The prime minister does not trust ambassadors David Ivry and Daniel Kurtzer, who function at a technical level. He has nobody in his inner circle who is an "Americanologist" in charge of the delicate relationship with Washington. Instead, private advisors feed him advice, like businessman Arye Genger, who whisper in his ear what they think is going on in the U.S. capital. From the Prime Minister's Office, therefore, it looks like the State Department has become the pro-Arab lobby in Washington, orchestrated by Middle East affairs undersecretary William Burns and policy planner Richard Haas. Israel has no one there who can bypass the official bureaucracy to reach Colin Powell's ear, like in the days of Dennis Ross. Israeli supporters are mostly concentrated on the right-wing side of the administration, in the upper levels of the Pentagon, White House and a few departments in the State Department. But Washington has not appointed someone to be in charge of "the Israel portfolio," and the differences of opinion between the various factions in Washington create confusion in Jerusalem.
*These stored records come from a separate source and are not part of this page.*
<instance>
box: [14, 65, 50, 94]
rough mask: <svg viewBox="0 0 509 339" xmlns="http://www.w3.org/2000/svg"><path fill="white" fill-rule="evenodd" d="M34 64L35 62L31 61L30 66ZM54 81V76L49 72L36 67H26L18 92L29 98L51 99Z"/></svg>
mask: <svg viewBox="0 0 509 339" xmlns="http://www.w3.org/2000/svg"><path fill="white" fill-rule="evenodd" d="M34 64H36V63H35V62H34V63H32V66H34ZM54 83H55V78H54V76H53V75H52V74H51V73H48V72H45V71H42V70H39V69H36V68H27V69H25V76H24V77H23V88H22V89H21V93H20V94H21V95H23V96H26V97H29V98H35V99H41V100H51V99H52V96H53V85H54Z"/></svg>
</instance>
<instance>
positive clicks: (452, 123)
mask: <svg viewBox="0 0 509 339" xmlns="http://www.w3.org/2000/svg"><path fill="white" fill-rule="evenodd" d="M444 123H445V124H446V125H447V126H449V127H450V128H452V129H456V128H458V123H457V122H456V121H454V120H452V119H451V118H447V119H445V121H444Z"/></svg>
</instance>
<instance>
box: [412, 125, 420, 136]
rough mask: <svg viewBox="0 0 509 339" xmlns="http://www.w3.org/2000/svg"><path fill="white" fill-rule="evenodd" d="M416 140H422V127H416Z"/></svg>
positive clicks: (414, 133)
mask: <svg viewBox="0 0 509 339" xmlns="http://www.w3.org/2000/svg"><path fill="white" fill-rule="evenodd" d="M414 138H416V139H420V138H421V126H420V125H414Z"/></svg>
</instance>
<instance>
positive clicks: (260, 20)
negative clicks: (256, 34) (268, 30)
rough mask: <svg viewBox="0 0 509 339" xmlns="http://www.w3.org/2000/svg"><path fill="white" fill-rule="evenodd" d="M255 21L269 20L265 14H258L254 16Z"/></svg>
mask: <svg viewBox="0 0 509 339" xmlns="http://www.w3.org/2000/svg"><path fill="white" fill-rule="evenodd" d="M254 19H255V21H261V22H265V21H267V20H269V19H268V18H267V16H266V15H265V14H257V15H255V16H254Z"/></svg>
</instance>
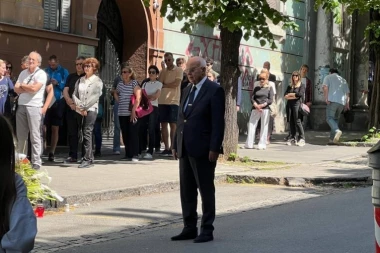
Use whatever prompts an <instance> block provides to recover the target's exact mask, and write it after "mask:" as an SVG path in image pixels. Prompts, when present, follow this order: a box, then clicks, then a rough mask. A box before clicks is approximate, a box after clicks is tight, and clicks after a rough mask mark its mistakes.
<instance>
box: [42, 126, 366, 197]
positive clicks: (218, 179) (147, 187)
mask: <svg viewBox="0 0 380 253" xmlns="http://www.w3.org/2000/svg"><path fill="white" fill-rule="evenodd" d="M284 136H285V135H274V138H275V140H274V141H272V143H271V144H270V145H269V146H268V149H267V150H265V151H259V150H244V149H239V150H238V155H239V156H240V157H244V156H248V157H249V158H251V159H254V160H261V161H279V162H285V163H290V164H291V165H289V164H286V165H284V166H283V167H282V168H276V169H272V170H258V169H257V168H250V167H247V166H244V167H239V166H231V165H226V164H218V166H217V169H216V178H217V180H218V181H226V180H227V175H228V177H229V178H232V179H233V180H234V181H235V182H241V181H242V182H244V180H242V179H244V178H249V179H250V180H248V181H250V182H252V179H253V180H254V181H255V182H259V183H272V184H283V185H290V186H304V185H307V184H309V183H313V182H319V181H321V180H324V181H334V180H335V181H357V180H359V181H366V180H368V179H369V178H370V176H371V169H370V168H368V167H367V166H366V157H365V154H366V152H367V150H368V149H369V148H363V147H342V146H327V145H321V144H322V143H324V142H326V141H324V140H327V133H323V132H307V134H306V140H307V142H308V144H307V145H306V146H305V147H296V146H286V145H285V143H284V142H283V141H282V139H283V137H284ZM345 136H347V137H346V138H348V139H355V138H358V137H359V136H361V134H355V133H348V134H345ZM243 139H244V140H245V137H244V136H242V138H241V140H243ZM242 144H243V142H241V143H240V145H239V146H242ZM58 151H59V152H58V153H57V154H56V157H57V159H56V160H57V162H55V163H49V162H46V163H45V164H44V166H43V168H44V169H46V170H47V171H48V173H49V176H50V177H52V182H51V184H50V187H51V188H52V189H54V190H56V191H57V192H58V194H60V195H61V196H63V197H64V198H65V202H67V203H70V204H84V203H88V202H92V201H96V200H104V199H117V198H122V197H127V196H137V195H144V194H149V193H156V192H166V191H172V190H176V189H178V180H179V172H178V171H179V169H178V161H174V160H172V159H171V158H162V157H157V159H156V160H154V161H140V162H137V163H133V162H126V161H120V158H121V157H122V156H115V155H112V146H111V140H104V144H103V150H102V157H100V158H99V159H96V164H95V166H94V167H92V168H89V169H78V168H77V165H66V164H64V163H62V161H63V160H64V158H66V156H67V155H66V154H67V150H66V149H65V148H60V149H59V150H58ZM280 167H281V166H280ZM261 179H266V180H261ZM246 182H247V181H246ZM61 204H62V203H61Z"/></svg>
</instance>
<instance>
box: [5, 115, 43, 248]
mask: <svg viewBox="0 0 380 253" xmlns="http://www.w3.org/2000/svg"><path fill="white" fill-rule="evenodd" d="M0 140H1V142H2V144H1V145H0V164H1V166H0V240H1V243H0V253H5V252H30V251H31V250H32V249H33V247H34V240H35V238H36V234H37V222H36V216H35V214H34V212H33V209H32V206H31V204H30V202H29V200H28V198H27V196H26V194H27V190H26V187H25V184H24V181H23V180H22V178H21V177H20V176H19V175H18V174H16V172H15V162H16V161H15V157H16V156H15V146H14V143H15V138H14V134H13V132H12V127H11V125H10V124H9V122H8V121H7V120H6V119H5V117H3V116H0Z"/></svg>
The terror attacks on the U.S. only exacerbated the problem. Since September 11, Sharon has gone through three stages in his approach to the U.S. At first, there was euphoria in the hope that he could use the opportunity to get rid of Yasser Arafat. Then came panic and the fear that the administration would collect payment from Israel in the form of a new peace initiative as the price of a coalition with the Arabs. In the background were the memories of the Gulf War and the Bush family's ties to the Saudi Arabians, as well as a spate of critical press reports against Sharon because of the delays he imposed on a Peres-Arafat meeting. In recent days there's been some sobering up on both sides. Sharon listened to Bush and ordered the withdrawal from Abu Sneina and the continuation of Shimon Peres' "staged cease-fire," which meant a political risk to Sharon's right flank. There was a wave of press reports that both declared Israel innocent of the terror attacks and were harshly critical of the Saudis and Egyptians, allies who turned out to be slender reeds. Israel was returned to its place as the partner for stability in the Middle East.

That's the deal Sharon seems to be offering the Americans - restrained behavior in the territories in exchange for coordination on any political initiatives. In other words, take quiet in Hebron and drop dividing Jerusalem in the upcoming Powell speech on the Middle East. The administration promised not to surprise Sharon, adding there's no peace plan on the way. But the suspicions have not faded. The resumption of the assassination policy is making Washington nervous.

Next week, a convoy of emissaries from Israel heads to Washington to try resuming political coordination between the two countries. The multiplicity of channels could also turn into a problem, no less than the lack of current channels. The administration will try to figure out who really represents Sharon - Peres? Dan Meridor? Natan Sharansky? Or maybe it's Zalman Shoval or Uzi Dayan? The prime minister needs to appoint a contact person for the administration - and demand that Bush and Powell to do the same.